There’s much more to do to fully understand and celebrate the historical contributions of female chemists

Harriet Brooks

Source: Wm. Notman & Son (1882-1919)

Harriet Brooks’ pioneering work on the radioactivity of thorium helped to establish the field of nuclear science

It all began with a cameo portrait of a young woman in the book Discovery of the Elements by Mary Elvira Weeks. The young woman was Harriet Brooks. Her research work with Ernest Rutherford, and later J J Thompson and Marie Curie, had long been forgotten. We wondered why Weeks had included the image of this young woman in among all the portraits of aged males. As we traced Brooks’ life through her publications and correspondence, it became clear there was a story which needed telling.

We wrote it. And it was rejected – justifiably so. We had written the book as natural scientists: what she did; where she went; excerpts from her letters; all done. It was fortunate that a reviewer, the late Marianne Ainley, came to our rescue, pointing out that we were doing Brooks a disservice by sharing ‘just the facts’. We needed to contextualise and delve deeply into our subject and her life, to describe the challenges facing a young Victorian woman trying to follow her dream of scientific research in an exclusively male world; we had to re-invent ourselves as amateur social scientists. This we did, producing a richer and more flowing account of her life and work.

One of our sources of context was Rutherford’s voluminous surviving correspondence at the University of Cambridge archives. We found that he had corresponded with other early women in the field of radioactivity. This follow-up research resulted in the book, A Devotion to Their Science: Pioneer Women of Radioactivity.

Having revealed so many forgotten women in the field of radioactivity, we received a request from the American Chemical Society (ACS) to research and co-author an overview of women in chemistry throughout history. During our research, we ‘discovered’ a disproportionately large number of British chemists. We felt only a small proportion could be included in an ACS book.

Pioneers and challenges

Why were there so many? This phenomenon we traced back to networks of private girls’ schools which prided themselves in excelling in chemistry. Thus for several years, we spent much of our time in dusty girls’ school archives reading their century-old school magazines for mentions of chemistry – of which there were many. We were often asked ‘What are you looking for?’ to which our response was: ‘we have no idea, but we will let you know when we find it!’ This massive research project culminated in the book, A Chemical Passion: The Forgotten Saga of Chemistry at British Independent Girls’ Schools, 1820–1940. And so progressed our discovery of what has seemed an endless number of forgotten British female chemists.

We are periodically asked how one starts researching the life and contribution of a forgotten chemist. We wish we had an answer! There is no generic pathway. One route was to find female members of the Institute of Chemistry or other chemical-related societies, and search Chemical Abstracts for any publications under their names. Another was to scan the publications list in obituaries of male chemists, hoping that, as was often the case, female coauthors were identified by ‘Miss’ or by a complete first name.

We never had the time or opportunity to research in depth a high proportion of the female chemists we identified. Few left personal archival information. Very few gained fame. However, every one of the peripherally-mentioned women deserve to have their contributions researched and published. These were often the individuals who did the research for which their supervisor or mentor received the fame. Yet they themselves, no matter how gifted, could never advance in their careers.

Curse of the individual biography

We have come to realise that individual biographies of women chemists usually suffer from a shortcoming. By focusing upon one individual, it is easy to overlook the usually rich interactions among female scientists. Many friendships and professional relationships – such as that between Polly Porter and Dorothy Hodgkin – lasted a professional lifetime.

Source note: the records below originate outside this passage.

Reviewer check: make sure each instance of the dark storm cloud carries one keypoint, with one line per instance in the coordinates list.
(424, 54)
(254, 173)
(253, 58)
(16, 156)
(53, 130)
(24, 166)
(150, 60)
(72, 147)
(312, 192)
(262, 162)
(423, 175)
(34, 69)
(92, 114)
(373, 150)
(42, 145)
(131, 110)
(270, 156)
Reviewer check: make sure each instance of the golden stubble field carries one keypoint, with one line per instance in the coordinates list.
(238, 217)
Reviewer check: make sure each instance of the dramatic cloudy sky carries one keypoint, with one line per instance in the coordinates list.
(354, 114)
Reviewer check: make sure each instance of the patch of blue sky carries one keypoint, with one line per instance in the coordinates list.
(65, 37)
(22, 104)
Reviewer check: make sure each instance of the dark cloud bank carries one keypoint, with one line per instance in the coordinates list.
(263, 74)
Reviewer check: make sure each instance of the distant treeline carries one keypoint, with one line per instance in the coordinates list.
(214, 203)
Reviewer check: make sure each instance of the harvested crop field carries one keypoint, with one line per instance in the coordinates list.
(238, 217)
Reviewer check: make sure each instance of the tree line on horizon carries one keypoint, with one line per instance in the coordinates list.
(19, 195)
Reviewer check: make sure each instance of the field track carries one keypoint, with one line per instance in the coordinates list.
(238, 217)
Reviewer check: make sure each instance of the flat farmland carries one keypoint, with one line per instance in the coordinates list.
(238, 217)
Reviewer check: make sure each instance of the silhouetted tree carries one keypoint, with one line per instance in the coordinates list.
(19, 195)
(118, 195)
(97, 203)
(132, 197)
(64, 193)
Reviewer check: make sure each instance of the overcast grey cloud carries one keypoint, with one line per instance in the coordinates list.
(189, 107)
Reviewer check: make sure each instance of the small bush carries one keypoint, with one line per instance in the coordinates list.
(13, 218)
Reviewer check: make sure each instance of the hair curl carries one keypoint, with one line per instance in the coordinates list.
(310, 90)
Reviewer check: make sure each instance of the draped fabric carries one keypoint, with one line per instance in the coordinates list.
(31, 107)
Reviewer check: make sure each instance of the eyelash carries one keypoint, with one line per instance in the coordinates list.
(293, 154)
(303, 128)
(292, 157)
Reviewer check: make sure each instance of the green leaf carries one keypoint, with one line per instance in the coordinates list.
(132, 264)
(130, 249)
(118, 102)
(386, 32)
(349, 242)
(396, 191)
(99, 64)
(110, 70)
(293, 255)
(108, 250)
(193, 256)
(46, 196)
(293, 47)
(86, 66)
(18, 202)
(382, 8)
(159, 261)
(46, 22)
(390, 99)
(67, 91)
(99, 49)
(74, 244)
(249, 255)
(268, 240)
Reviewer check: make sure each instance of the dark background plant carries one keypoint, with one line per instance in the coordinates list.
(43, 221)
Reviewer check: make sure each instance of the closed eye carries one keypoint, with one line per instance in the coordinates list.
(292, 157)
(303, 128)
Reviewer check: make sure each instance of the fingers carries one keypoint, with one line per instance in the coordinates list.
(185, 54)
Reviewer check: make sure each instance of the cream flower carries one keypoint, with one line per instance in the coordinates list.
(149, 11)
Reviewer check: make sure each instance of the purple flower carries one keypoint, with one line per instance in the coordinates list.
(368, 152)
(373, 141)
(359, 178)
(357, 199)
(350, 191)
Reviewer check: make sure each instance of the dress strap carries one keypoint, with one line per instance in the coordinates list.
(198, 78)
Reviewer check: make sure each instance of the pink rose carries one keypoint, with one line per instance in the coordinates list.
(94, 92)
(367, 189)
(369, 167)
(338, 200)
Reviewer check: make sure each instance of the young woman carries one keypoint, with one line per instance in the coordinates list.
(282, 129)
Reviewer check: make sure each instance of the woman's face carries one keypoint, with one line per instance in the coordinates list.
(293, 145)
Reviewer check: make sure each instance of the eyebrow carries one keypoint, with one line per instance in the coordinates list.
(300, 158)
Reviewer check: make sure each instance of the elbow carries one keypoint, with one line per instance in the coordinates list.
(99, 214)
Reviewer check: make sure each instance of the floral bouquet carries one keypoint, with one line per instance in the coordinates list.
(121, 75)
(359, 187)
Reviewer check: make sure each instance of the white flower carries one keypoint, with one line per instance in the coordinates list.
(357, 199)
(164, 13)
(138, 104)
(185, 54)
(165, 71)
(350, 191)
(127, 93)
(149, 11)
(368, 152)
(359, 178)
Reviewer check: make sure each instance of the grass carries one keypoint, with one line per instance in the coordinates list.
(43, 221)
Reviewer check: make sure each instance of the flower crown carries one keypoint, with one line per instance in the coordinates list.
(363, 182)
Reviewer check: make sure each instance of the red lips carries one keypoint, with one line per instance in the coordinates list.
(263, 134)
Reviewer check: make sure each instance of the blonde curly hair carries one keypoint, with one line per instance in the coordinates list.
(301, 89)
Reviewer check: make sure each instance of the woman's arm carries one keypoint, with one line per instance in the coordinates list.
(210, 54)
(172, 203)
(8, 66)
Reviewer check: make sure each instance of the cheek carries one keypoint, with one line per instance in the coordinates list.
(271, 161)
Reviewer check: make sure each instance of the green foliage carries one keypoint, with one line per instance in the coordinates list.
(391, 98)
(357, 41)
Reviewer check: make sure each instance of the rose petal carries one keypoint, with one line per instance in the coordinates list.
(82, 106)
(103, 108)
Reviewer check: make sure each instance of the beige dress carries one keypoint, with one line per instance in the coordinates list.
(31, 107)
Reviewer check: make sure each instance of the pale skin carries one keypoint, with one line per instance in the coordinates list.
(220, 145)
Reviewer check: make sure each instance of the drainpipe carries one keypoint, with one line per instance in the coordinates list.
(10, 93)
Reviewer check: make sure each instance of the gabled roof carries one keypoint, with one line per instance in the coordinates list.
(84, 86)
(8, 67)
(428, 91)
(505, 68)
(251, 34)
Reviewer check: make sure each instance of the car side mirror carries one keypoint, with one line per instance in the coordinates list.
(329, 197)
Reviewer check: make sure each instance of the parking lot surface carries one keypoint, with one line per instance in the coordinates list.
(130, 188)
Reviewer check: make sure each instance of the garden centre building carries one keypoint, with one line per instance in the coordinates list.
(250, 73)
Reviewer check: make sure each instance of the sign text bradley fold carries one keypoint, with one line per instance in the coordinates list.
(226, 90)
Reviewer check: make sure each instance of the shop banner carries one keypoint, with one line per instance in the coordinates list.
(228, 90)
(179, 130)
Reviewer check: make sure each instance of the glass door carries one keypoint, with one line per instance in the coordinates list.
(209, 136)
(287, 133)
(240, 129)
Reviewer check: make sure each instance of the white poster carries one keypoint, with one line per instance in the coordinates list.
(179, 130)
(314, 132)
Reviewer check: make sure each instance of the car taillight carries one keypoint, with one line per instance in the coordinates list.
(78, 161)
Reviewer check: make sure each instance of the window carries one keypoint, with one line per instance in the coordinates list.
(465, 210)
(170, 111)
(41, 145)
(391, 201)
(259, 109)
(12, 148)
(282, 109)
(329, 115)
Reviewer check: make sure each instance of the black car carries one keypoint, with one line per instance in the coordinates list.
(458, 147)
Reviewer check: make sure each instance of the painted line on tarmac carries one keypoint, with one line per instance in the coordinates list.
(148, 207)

We consider that these linkages are far more important as a support mechanism among women than among men. There is a richness to the collective activities of female chemists, such as the group-signing of petitions for admission to the Chemical Society, that cannot be captured by researching only one individual. For our most recent book we discovered that several women, collectively, with different personalities and attributes, enabled the London School of Medicine for Women to thrive in its early years. The absence of any one of them would have doomed the venture.

There is still so much to do to expand further the rich history of women (and their allies) in chemistry. It is thrilling work, just as a discovery at the lab bench. To discover a forgotten individual, or a link between women chemists, provides a lot of excitement – which must be supressed until exiting the silent environment of the archives!